Chronique de François Simon : La Cigale enchantée

CHRONIQUE CHAUD DEVANT - François Simon a testé la brasserie La Cigale, à Nantes, classée monument historique depuis le 12 octobre 1964.
Chronique de François Simon : La Cigale enchantée
Chronique de François Simon : La Cigale enchantée (Crédits : DR)

LA CIGALE ENCHANTÉE

Pourquoi le monde des brasseries nous émeut-il autant ? Sans doute parce qu'il nous renvoie en un temps où il y avait de la féerie dans un restaurant. Elles ne ressemblaient guère à nos salles à manger raisonnables, prévisibles, déjà datées. Elles en étaient un contraire flamboyant, kitsch, surjoué qui nous poussait à faire de même : sortir de notre train-train quotidien, commander une « coupette » et ne pas regarder l'addition. La Cigale, à Nantes, appartient à cette catégorie enjouée de restaurants qui semblent rejouer du Offenbach dès l'entrée. Du reste, même avant, la place Graslin donne aussi dans le spectaculaire en épousant, lorsqu'elle fut construite, le même dispositif que la place de l'Odéon à Paris avec son théâtre et ses huit colonnes, et juste en face « notre » Cigale. Par chance, celle-ci fut classée monument historique car, même dans ses moments de dérive (elle fit self dans les années 1970), les admirables céramiques, les vitraux et bars monumentaux restèrent de marbre et attendirent que la déchéance ne se prolonge pas trop. En 1982, la partie pouvait reprendre en ce lieu qui fit le bonheur de Jacques Prévert et André Breton. Lola de Jacques Demy (1961) participa au culte tout comme Agnès Varda avec Jacquot de Nantes (1991). Aujourd'hui, l'esprit magique rôde encore à l'heure du déjeuner.
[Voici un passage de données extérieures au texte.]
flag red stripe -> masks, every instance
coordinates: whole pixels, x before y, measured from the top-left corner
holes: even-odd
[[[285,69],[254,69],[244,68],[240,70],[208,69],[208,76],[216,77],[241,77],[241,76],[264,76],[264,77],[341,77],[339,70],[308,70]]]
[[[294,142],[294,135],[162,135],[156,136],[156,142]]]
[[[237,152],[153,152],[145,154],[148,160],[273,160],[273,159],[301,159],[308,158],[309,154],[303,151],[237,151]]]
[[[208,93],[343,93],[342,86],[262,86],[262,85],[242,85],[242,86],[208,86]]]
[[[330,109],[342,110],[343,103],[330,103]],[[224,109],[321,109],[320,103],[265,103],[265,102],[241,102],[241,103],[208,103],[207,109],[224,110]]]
Les lumières rasantes venues du cours Cambronne donnent un éclat joyeux à cette brasserie dont les nourritures ont le bon esprit de ne pas détonner. Elles aussi jouent le jeu. Elles sont même vaillantes, ferraillant ferme et faisant le job. À chaque ligne de la carte, les plats donnent du clin d'œil : volaille fermière d'Ancenis, mousseline de potimarron, jus truffé ; plateau de fruits de mer écumant d'iode, tartare de charolais tranché au couteau et préparé sur chariot. Il y a là cette félicité naïve du retour au restaurant, l'entrain des brasseries pour un public conquis d'avance avec ce qu'il faut de familles, de célibataires en tête à tête avec leur carafon et de couples en hypnose d'eux-mêmes.

La Cigale, 4, place Graslin, Nantes. Tél. : 02 51 84 94 94. Comptez 45 euros.